Don’t be fooled by its Saturday night timeslot, Taboo is not friendly viewing for the whole family. Reuniting Peaky Blinders writer Steven Knight and acting’s Tom Hardy – whose scene-stealing turn as Alfie Solomons in the former’s Brummie thriller made a second collaboration a certainty – Taboo is a gritty and bloody tale of a savage man who’s hell-bent on revenge. Ant and Dec wouldn’t last one second in this world.
Hardy, who co-created the series with his dad ‘Chips’, plays mysterious adventurer James Delaney. Long presumed dead after disappearing to Africa, the grumpy traveller returns to London town to investigate the shady circumstances surrounding his father’s recent death and to stake claim to his inheritance – a small but vital plot of land off the west coast of the Americas.
Delaney is a dangerous and unpredictable character, of that there is surely no doubt. His unexpected return home reignites rumours of his past, which included re-enacting The Revenant’s bear-mauling scene in Chancery Lane, and you get the sense he’s going to go full Bane again before too long as he stomps around the city looking to settle old scores. It’s a typically intense performance from Hardy, who so often excels at playing this kind of eccentric hardman. He seems to perpetually teeter on the edge of madness as he growls ominously about his plans for vengeance: “Forgive me father for I have indeed sinned.”

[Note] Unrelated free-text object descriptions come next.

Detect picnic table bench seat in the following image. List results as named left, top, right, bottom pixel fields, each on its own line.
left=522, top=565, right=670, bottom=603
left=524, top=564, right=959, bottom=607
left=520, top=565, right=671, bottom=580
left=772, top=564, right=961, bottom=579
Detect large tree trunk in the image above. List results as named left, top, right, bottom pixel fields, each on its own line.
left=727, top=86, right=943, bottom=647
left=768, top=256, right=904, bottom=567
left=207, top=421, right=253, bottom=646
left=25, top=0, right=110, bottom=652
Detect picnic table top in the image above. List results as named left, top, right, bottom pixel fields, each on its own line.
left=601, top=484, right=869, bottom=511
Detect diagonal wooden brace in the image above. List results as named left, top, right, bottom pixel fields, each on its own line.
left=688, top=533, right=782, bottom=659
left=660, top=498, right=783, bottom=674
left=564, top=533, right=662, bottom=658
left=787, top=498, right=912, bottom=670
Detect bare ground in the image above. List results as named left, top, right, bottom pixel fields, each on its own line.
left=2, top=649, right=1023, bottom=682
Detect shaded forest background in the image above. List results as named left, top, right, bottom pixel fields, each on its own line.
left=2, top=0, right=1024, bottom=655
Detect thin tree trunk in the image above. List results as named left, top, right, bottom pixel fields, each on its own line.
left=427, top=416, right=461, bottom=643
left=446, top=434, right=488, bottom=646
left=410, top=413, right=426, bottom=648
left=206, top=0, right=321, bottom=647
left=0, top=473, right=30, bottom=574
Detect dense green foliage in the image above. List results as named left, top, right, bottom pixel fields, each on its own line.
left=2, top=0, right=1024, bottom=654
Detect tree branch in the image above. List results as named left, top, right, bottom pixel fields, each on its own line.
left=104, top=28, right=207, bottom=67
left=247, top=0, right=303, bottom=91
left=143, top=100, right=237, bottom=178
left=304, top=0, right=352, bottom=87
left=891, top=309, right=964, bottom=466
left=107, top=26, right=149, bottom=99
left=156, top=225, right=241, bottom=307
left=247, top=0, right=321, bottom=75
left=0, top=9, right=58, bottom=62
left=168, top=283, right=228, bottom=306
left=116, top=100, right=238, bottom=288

If it is indeed a bust-up Delaney is searching for, he’s not short of potential enemies. Of immediate concern is the shadowy East India Company, led by a characteristically devious Jonathan ‘High Sparrow’ Pryce, who desire Delaney’s island for their own gain and are perfectly willing to bend the law in order to get it. But he might also want to keep a glowering eye on his pompous brother-in-law and conflicted half-sister, who don’t seem like the sort of people to let a big payday slip through their grasp without putting up a fight.
While much of the plot might inspire recollections of Poldark – a brooding son returns home to attempt to revive his recently deceased father’s crumbling business – we’re really a long way from the sun, sand and sexy scything of Aiden Turner’s tricorned anti-hero. Like Peaky Blinders, Taboo is a darker, more modern take on the period drama – as director Kristoffer Nyholm’s (The Killing) stylish visuals make clear. The expensive production values paint a vivid picture of 19th Century London as a corrupt wasteland shrouded in a thick fog which conceals its characters’ greedy schemes and intentions.
This darkness sometimes strays into overkill, especially for Hardy’s Delaney who alternates between spouting portentous proclamations of violence and experiencing nightmarish flashbacks of his troubles in Africa. Still, if sequins, sob stories and Gary Barlow aren’t really your thing, then Taboo might just be the show to liven up your Saturday night telly.